Post acquisition: Just 10 months later, the company dissolved

Some of Jacobs’ biggest wins at Accelerate360 included doubling the headcount of the digital marketing team, landing a half-dozen New York Times bestsellers and driving 7 figures in value-add, he shared on LinkedIn.

But just 10 months after the acquisition, he got on a Zoom call with the VP of HR: The Brand Highway was shutting down.

“Our client contracts would be sunset, and the entire team would be let go… I would be let go,” Jacobs wrote. “With that, the business I had spent a decade building, and then sold, would be no more.”

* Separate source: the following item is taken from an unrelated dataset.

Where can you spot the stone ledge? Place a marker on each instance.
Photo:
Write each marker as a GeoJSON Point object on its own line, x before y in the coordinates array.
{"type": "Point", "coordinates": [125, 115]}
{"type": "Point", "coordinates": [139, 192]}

When asked if he would do it all again, Jacobs had one word: Absolutely.

“When you sell, the outcome is out of your hands,” he told us. “But when the deal was presented, this was the only one that checked all the boxes, so I stand by my choice.”

Jacobs negotiated half of the final 20% of the deal as part of his severance agreement. He spent a couple of months helping his staff and clients land new jobs before he took some time off.

He’s now working as a fractional CMO and advisor to startups, thought leaders and other agency owners. Eventually, he wants to join another team, working as a No. 2 in a marketing department — and he plans to be highly intentional with his next step.

As for his co-founders, Guttman is working as a fractional CMO as well. He’s also an adjunct professor, consultant and author. Lackovic is getting his master’s at Tufts University, and Bott is working on other entrepreneurial projects.